Note that their code repository does not provide the way to obtain these "group_nums" either. Moreover, if you notice the group_nums for the MAWPS dataset used by them (and us, for the sake of consistency), you can see that the indexes are basically just a window of size 3 around each number in the sentence and the last 3 words. For SVAMP, we follow this, i.e. including the window around each number and the last three words, but we also try and implement the steps as mentioned in the paper i.e. obtaining associated nouns, adjectives, verbs etc via dependency parsing. This can be seen in the code snippet shown below: (We use the Stanza library for parsing the sentences)

import stanza
nlp_stanza = stanza.Pipeline(lang='en', processors='tokenize, pos, lemma, depparse')

def add_group_nums(sent):
    sent = re.sub(r"-", r"", sent)
    sent = re.sub(r"mrs.", r"mrs", sent)
    sent_nums = re.findall('\d*\.?\d+', sent)
    doc = nlp_stanza(sent)
    sent = word_tokenize(sent)

    final_ids = []
    assoc_nouns = []
    adjectives = []
    assoc_verbs = []
    rates = []

    offset = 0

    for s in doc.sentences:
        last_id = 0
        for word in s.words:
            if word.text in sent_nums:
                final_ids.append(offset + word.id-1)
                if offset + (word.id-1) - 1 >= 0 and sent[offset + (word.id-1) - 1] not in [',', '.', ';']:
                    final_ids.append(offset + (word.id-1) - 1)
                if offset + (word.id-1) + 1 < len(sent) and sent[offset + (word.id-1) + 1] not in [',', '.', ';']:
                    final_ids.append(offset + (word.id-1) + 1)
                if word.deprel in ['nummod', 'nmode']:
                    assoc_nouns.append(s.words[word.head-1].text)
                    final_ids.append(offset + word.head-1)
            if word.text in ['each', 'every', 'per']:
                rates.append(word.text)
                final_ids.append(offset + word.id-1)
            last_id = word.id
        offset += last_id

    offset = 0

    for s in doc.sentences:
        last_id = 0
        for word in s.words:
            if word.deprel == 'amod':
                if s.words[word.head-1].text in assoc_nouns:
                    adjectives.append(word.text)
                    final_ids.append(word.id-1)      
            if word.text in assoc_nouns and word.deprel in ['obj', 'nsubj']:
                assoc_verbs.append(s.words[word.head-1].text)
                final_ids.append(word.head-1)
            last_id = word.id
        offset += last_id

    if len(sent)-4 >= 0 and sent[len(sent)-4] not in [',', '.', ';']:
        final_ids.append(len(sent)-4)
    if len(sent)-3 >= 0 and sent[len(sent)-3] not in [',', '.', ';']:
        final_ids.append(len(sent)-3)
    if len(sent)-2 >= 0 and sent[len(sent)-2] not in [',', '.', ';']:
        final_ids.append(len(sent)-2)

    return list(set(final_ids))

The function add_group_nums(sent) takes the MWP sentence (which has already been pre-processed to convert all number words like "thity-seven" to numeric values like "37") as input and outputs the list of group_nums.
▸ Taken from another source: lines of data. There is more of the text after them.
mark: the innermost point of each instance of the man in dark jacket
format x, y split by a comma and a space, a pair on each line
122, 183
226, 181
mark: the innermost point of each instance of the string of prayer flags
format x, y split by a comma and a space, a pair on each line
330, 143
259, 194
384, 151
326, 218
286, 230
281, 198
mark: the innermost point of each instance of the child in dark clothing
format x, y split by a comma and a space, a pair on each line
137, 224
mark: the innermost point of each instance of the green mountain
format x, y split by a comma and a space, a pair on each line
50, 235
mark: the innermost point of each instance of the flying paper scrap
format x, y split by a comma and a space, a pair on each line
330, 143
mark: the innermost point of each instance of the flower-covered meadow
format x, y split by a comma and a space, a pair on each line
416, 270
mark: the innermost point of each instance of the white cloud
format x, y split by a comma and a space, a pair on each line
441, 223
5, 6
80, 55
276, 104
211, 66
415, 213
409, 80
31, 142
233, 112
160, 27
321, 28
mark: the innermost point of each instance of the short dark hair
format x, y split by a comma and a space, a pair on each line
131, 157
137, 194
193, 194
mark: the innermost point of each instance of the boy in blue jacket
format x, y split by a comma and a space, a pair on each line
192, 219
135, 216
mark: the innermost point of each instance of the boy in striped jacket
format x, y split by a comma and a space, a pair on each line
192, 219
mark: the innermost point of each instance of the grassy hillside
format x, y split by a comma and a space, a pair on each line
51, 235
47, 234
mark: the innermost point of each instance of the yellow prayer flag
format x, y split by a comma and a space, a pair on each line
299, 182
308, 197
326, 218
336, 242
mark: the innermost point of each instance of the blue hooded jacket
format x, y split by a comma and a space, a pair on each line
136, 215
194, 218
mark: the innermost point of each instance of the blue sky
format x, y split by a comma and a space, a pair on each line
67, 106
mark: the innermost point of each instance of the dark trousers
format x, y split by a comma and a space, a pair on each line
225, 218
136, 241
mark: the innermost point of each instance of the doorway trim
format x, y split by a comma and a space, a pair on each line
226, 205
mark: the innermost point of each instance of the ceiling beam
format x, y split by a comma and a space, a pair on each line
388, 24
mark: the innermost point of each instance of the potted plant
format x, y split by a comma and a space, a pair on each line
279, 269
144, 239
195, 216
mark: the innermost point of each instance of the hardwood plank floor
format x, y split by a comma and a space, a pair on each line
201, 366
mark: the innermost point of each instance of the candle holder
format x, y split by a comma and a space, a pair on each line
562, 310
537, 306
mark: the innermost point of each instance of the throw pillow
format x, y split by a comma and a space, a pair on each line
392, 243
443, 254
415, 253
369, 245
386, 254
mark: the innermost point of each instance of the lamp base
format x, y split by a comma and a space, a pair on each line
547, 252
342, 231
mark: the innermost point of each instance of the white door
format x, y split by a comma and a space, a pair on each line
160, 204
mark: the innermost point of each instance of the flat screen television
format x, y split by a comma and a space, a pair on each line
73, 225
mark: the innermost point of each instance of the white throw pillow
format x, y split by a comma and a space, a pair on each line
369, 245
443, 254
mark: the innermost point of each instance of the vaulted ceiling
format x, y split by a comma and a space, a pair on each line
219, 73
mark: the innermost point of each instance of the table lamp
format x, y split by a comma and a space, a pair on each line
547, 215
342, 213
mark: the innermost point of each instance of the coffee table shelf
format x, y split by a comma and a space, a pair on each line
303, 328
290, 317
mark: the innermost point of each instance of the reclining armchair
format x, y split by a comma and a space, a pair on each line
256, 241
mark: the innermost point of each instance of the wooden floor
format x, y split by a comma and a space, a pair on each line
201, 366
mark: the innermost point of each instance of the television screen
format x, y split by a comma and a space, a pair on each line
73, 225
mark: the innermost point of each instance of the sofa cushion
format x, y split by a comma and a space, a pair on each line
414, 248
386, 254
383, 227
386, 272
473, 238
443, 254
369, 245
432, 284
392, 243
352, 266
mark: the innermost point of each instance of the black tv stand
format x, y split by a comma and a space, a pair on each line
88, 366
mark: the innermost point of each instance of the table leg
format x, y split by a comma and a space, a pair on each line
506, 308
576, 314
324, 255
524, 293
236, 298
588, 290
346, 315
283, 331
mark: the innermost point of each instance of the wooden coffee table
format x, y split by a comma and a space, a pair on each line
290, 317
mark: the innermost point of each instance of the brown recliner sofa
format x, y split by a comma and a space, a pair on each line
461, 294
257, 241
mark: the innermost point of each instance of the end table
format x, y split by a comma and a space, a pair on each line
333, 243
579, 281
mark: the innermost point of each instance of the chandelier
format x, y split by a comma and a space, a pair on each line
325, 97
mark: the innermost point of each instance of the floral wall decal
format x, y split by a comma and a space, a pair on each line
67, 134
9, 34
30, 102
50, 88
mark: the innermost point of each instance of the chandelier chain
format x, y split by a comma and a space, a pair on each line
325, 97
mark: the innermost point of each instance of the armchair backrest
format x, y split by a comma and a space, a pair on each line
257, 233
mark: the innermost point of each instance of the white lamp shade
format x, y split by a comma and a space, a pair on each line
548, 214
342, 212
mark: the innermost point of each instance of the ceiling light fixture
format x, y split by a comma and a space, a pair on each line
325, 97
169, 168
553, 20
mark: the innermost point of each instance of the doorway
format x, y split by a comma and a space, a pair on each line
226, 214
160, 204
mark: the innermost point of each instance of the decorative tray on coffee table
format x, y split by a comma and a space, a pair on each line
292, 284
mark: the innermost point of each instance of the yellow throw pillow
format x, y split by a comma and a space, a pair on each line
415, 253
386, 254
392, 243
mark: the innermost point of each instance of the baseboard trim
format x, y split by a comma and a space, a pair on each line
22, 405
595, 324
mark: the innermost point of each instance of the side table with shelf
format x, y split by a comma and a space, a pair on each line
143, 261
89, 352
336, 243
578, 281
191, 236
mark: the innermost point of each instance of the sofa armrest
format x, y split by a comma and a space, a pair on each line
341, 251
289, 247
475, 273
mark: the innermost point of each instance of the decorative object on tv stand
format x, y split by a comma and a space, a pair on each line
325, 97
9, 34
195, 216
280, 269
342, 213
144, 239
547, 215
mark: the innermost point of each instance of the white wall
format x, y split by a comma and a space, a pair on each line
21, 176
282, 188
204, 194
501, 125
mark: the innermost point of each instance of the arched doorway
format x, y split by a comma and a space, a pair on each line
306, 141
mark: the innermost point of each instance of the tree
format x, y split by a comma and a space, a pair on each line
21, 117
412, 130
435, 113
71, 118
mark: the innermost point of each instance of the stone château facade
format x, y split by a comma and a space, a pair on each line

You can also use this for new examples at test time.

RishabhMaheshwary commented 3 years ago

Thanks you very much!!

TrieuLe0801 commented 1 year ago

Hello, I have a particular case. The 3 last tokens are the windows of size 3 around the last number, so after the process, the group_nums length is not enough. Have you ever seen this case?